Search code examples
pythonalgorithmtwitterpython-twitter

Is there a faster way to do this? (python twitter location)


I'm trying to return a dictionary that aggregates tweets by their nearest state center. I'm iterating over all the tweets, and for each tweet, I'm checking all the states to see which state is the closest.

what would be a better way to do this?

def group_tweets_by_state(tweets):
    """

    The keys of the returned dictionary are state names, and the values are
    lists of tweets that appear closer to that state center than any other.

    tweets -- a sequence of tweet abstract data types """


    tweets_by_state = {}
    for tweet in tweets:
        position = tweet_location(tweet)
        min, result_state = 100000, 'CA'
        for state in us_states:
            if geo_distance(position, find_state_center(us_states[state]))< min:
                min = geo_distance(position, find_state_center(us_states[state]))
                result_state = state
        if result_state not in tweets_by_state:
            tweets_by_state[result_state]= []
            tweets_by_state[result_state].append(tweet)
        else:
            tweets_by_state[result_state].append(tweet)
    return tweets_by_state

Solution

  • Every little enhancement in that huge for-loop would result in huge performance gain for time complexity when the number of tweets is extremely big, there are few things I can think of:

    1. Just call geo_distance() once especially when it's costly

    distance = geo_distance(position, find_state_center(us_states[state]))
    if distance < min:
         min = distance
    

    rather than

    if geo_distance(position, find_state_center(us_states[state]))< min:
        min = geo_distance(position, find_state_center(us_states[state]))
    

    2. If positions tend to be be repeated often:

    position_closest_state = {}  # save known result 
    tweets_by_state = {}
    for tweet in tweets:
        position = tweet_location(tweet)
        min, result_state = 100000, 'CA'
    
        if position in position_closest_state:
            result_state = position_closest_state[position]
        else:
            for state in us_states:
                distance = geo_distance(position, find_state_center(us_states[state]))
                if distance < min:
                    min = distance
                    result_state = state
                    position_closest_state[position] = result_state 
    

    So, let's say if you have 1000 tweets from 200 different positions, and us_states is 50, your origin algorithm would call geo_distance() 1000*50*2 times , now it can be reduced to 200*50*1 times of invocation.

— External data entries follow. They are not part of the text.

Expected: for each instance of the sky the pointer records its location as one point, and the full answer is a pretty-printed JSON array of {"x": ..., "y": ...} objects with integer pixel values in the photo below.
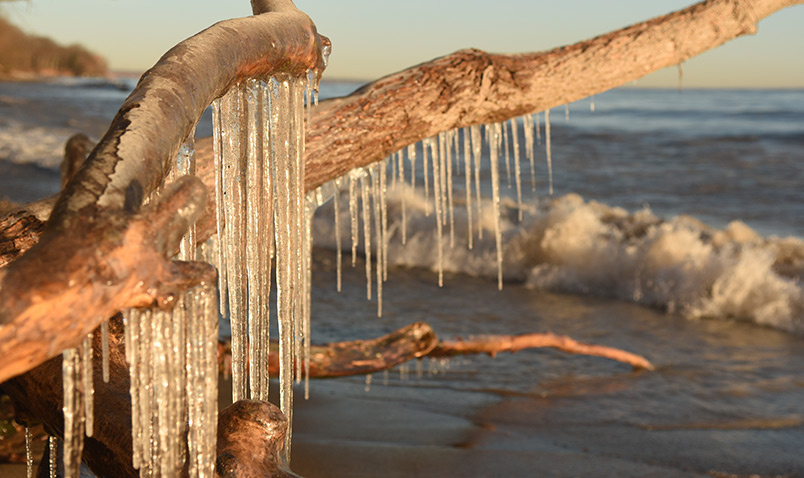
[{"x": 373, "y": 38}]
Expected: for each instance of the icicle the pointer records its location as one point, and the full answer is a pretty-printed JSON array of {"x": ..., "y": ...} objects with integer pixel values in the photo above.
[
  {"x": 299, "y": 220},
  {"x": 528, "y": 126},
  {"x": 507, "y": 155},
  {"x": 412, "y": 158},
  {"x": 437, "y": 196},
  {"x": 89, "y": 390},
  {"x": 379, "y": 240},
  {"x": 306, "y": 329},
  {"x": 384, "y": 212},
  {"x": 404, "y": 197},
  {"x": 258, "y": 207},
  {"x": 52, "y": 447},
  {"x": 234, "y": 164},
  {"x": 494, "y": 134},
  {"x": 365, "y": 185},
  {"x": 467, "y": 162},
  {"x": 185, "y": 165},
  {"x": 105, "y": 350},
  {"x": 73, "y": 409},
  {"x": 517, "y": 167},
  {"x": 477, "y": 146},
  {"x": 538, "y": 129},
  {"x": 336, "y": 203},
  {"x": 426, "y": 174},
  {"x": 442, "y": 161},
  {"x": 202, "y": 381},
  {"x": 547, "y": 147},
  {"x": 218, "y": 127},
  {"x": 448, "y": 160},
  {"x": 353, "y": 214},
  {"x": 28, "y": 453},
  {"x": 394, "y": 165}
]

    3. Reduce the times of invocation on find_state_center()

    Similar to #2, it is called redundantly for every tweet every state now.

    state_center_dict = {}
    for state in us_states:
        state_center_dict[state] = find_state_center(us_states[state])
    
    position_closest_state = {}  # save known result 
    tweets_by_state = {}
    for tweet in tweets:
        position = tweet_location(tweet)
        min, result_state = 100000, 'CA'
    
        if position in position_closest_state:
            result_state = position_closest_state[position]
        else:
            for state in us_states:
                distance = geo_distance(position, state_center_dict[state])
                if distance < min:
                    min = distance
                    result_state = state
                    position_closest_state[position] = result_state 
    

    Now find_state_center() is only called 50 times (number of state) rather than 50*1000 (number of tweets), we made another huge improvement!

    Performance achievement summary

    By #1, we double the performance. #2 we enhance it by (number of tweets/number of positions) times. #3 is the biggest among the three, we reduce the time complexity to only 1/(number of tweets) comparing with origin code.